The remaining world leaders agreed to strengthen the UN Environment Programme (UNEP) and implement a new framework for sustainable development. Members of the UN General Assembly will now belong to UNEP’s Governing Council, which will receive a larger proportion of the UN budget, and lead coordination of environmental strategies throughout the UN system.
Many environmental and political groups were, however, disappointed by the absence of the targeted plan of action which was billed as the main focus of the event. The resulting ‘The Future We Want’ document mostly consists of reaffirming previous agreements and was criticised for its weak language and poor focus as most contentious elements then went on to be removed in subsequent redrafts throughout the conference.
Whilst Rio+20 may not have lived up to expectations, over 500+ side-events to the summit have been more fruitful.

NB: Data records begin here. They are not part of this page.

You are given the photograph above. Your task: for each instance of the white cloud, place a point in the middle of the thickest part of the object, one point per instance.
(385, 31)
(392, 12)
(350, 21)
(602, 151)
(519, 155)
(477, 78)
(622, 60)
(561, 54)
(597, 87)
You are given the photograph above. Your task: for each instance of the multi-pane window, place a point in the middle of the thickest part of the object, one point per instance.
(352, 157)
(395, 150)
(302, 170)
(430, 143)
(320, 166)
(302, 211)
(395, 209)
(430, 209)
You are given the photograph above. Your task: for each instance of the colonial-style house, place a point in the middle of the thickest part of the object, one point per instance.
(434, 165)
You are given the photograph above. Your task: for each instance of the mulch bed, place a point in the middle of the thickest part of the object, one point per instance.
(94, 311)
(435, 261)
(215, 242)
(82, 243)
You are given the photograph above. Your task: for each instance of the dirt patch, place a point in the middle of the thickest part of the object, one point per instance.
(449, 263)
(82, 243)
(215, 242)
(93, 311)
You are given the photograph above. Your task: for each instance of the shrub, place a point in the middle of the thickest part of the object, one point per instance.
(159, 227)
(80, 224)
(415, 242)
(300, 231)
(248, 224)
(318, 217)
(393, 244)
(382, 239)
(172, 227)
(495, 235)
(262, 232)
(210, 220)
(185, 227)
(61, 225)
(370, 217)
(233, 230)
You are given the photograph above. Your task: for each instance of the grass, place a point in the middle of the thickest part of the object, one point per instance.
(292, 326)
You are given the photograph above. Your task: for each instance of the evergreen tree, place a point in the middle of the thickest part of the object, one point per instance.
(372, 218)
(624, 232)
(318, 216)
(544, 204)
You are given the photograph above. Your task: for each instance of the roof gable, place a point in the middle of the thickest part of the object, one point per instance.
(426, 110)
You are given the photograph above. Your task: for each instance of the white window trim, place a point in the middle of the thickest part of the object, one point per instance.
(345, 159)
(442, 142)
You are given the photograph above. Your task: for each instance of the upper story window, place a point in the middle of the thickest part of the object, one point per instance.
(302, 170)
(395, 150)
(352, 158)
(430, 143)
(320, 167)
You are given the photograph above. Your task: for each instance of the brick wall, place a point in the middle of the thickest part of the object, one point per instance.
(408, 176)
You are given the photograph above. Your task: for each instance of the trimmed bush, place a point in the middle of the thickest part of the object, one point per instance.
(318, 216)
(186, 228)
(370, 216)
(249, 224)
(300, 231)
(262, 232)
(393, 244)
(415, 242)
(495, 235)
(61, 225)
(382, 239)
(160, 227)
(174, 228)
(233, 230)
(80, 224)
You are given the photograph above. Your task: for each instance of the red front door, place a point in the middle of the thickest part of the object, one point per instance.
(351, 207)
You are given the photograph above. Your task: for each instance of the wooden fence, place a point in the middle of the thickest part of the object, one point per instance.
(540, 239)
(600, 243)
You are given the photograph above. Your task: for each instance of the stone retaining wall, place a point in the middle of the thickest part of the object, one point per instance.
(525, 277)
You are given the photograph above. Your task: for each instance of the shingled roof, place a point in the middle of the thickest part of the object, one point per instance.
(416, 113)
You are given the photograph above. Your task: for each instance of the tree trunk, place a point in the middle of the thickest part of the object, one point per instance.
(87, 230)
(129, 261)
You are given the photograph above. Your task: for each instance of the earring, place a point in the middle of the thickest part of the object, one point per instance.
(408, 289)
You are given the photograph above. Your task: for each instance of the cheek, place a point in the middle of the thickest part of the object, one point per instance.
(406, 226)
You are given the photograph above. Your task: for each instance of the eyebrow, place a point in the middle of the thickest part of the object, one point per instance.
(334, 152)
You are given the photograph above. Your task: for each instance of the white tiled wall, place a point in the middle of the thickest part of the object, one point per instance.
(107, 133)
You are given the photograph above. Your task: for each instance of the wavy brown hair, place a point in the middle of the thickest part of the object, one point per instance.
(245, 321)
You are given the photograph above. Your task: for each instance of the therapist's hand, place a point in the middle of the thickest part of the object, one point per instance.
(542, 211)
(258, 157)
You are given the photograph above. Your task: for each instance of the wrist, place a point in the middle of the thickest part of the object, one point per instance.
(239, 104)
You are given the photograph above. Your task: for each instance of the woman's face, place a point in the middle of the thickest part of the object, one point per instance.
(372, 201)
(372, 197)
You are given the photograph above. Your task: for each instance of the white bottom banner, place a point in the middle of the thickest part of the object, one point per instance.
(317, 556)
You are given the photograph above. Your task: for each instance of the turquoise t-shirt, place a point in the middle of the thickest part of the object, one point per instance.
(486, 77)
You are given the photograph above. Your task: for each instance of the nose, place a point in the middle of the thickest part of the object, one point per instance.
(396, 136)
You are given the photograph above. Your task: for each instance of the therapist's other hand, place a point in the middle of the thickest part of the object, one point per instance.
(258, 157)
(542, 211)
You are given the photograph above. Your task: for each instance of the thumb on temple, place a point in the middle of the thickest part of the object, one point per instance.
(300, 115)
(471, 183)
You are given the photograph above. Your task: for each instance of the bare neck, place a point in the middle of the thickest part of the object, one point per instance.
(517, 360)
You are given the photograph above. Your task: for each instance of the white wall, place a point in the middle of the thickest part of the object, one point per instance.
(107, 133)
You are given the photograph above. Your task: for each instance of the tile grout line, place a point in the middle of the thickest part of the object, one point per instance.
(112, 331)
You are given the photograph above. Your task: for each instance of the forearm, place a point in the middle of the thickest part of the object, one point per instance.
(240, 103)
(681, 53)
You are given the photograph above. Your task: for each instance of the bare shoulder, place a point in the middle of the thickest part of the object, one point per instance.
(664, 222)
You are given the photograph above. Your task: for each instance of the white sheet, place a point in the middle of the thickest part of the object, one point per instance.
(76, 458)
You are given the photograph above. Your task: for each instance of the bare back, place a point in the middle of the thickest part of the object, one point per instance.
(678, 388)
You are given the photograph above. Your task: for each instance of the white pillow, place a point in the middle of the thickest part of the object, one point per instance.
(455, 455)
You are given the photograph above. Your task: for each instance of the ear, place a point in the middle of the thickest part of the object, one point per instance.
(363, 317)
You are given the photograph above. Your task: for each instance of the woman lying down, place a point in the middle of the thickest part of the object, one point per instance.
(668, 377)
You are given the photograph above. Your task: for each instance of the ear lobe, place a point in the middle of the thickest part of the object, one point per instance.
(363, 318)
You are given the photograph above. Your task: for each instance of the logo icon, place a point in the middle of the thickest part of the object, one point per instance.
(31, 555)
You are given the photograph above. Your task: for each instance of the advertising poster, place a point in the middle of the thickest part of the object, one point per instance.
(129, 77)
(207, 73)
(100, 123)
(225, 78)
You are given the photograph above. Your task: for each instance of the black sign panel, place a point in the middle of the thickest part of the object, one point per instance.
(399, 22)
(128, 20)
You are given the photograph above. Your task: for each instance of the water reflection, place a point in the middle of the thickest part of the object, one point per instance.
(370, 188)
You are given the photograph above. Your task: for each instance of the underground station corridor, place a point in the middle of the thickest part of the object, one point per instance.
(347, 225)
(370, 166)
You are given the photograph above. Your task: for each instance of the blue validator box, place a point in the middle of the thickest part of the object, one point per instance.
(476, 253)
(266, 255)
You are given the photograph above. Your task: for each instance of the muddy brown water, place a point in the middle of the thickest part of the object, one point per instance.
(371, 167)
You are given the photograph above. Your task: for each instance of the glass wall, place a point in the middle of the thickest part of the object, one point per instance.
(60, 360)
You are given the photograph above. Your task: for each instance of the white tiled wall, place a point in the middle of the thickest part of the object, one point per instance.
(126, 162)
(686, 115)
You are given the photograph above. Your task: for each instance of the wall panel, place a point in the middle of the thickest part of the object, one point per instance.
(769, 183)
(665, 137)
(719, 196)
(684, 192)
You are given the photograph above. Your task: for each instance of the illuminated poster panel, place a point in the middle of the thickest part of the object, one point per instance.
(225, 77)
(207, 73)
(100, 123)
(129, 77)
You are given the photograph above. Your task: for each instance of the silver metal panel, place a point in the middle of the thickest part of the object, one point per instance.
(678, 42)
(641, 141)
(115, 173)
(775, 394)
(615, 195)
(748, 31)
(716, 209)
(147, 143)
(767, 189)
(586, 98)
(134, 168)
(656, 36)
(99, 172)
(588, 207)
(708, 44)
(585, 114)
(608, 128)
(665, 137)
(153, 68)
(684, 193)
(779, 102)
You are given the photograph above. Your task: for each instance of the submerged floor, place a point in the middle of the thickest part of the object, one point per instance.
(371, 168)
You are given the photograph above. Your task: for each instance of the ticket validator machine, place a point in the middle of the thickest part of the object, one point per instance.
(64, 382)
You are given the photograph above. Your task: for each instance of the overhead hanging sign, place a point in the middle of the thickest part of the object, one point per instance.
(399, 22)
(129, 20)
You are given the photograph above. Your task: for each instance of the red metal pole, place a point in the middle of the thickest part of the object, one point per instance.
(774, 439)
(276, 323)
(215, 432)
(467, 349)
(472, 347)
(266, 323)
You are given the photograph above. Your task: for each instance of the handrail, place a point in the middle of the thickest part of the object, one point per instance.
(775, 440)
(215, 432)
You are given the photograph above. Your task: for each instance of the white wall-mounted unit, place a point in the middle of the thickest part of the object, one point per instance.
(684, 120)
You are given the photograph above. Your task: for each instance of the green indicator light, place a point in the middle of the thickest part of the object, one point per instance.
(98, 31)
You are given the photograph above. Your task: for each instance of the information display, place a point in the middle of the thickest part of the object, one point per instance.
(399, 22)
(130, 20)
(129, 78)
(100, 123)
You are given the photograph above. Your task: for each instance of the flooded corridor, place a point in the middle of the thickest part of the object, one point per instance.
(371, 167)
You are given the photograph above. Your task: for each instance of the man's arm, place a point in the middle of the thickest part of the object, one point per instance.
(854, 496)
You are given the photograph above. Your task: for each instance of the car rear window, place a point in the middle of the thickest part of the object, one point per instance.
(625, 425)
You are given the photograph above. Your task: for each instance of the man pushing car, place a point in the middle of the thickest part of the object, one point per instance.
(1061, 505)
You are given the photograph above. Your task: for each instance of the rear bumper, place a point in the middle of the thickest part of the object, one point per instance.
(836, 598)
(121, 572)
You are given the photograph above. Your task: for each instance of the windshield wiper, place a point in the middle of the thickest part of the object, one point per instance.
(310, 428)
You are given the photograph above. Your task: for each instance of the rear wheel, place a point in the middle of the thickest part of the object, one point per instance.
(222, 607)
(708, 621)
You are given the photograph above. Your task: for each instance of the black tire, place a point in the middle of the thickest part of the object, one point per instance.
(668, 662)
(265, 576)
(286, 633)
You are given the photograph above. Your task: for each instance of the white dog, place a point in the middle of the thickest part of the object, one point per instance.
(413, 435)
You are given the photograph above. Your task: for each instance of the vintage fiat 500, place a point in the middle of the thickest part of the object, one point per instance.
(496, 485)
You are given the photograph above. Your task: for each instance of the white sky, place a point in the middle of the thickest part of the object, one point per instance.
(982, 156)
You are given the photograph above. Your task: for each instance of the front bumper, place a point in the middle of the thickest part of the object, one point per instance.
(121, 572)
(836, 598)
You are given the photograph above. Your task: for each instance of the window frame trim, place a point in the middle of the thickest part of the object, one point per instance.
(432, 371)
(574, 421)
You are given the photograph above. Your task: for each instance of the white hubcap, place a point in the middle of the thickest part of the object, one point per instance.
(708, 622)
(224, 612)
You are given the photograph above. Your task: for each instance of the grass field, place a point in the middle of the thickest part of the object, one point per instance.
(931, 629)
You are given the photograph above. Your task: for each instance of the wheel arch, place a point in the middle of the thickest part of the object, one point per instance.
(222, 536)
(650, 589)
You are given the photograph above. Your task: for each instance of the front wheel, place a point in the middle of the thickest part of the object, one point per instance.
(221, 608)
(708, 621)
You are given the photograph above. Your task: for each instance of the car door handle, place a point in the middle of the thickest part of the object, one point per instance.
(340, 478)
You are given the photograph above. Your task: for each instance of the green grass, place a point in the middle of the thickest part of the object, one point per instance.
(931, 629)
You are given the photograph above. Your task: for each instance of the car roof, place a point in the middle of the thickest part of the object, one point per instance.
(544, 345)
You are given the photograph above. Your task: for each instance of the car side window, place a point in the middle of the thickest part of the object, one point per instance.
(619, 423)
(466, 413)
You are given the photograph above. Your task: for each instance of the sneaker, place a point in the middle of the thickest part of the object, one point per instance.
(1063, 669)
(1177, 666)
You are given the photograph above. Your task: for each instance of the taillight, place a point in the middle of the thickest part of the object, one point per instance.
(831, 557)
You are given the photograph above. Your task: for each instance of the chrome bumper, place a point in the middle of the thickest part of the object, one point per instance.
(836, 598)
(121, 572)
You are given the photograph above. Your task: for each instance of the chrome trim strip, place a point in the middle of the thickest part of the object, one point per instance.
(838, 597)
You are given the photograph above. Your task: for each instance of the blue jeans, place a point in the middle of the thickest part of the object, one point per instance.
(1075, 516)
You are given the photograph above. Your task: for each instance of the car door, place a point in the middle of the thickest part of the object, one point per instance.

UK’s deputy-prime minister Nick Clegg took a step forward by announcing that from the next financial year, all companies listed on the London Stock Exchange will be required to report their greenhouse gas emissions. Efforts to integrate the value of natural capital into the financial sector resulted in the Natural Capital Declaration to which 39 financial institutions have committed to so far. Rio+20 may not have had the Earth shattering impact of its predecessor 20 years ago, but financially, there have certainly been some significant drops in the ocean, with over $500 billion pledged in support of new sustainable development initiatives.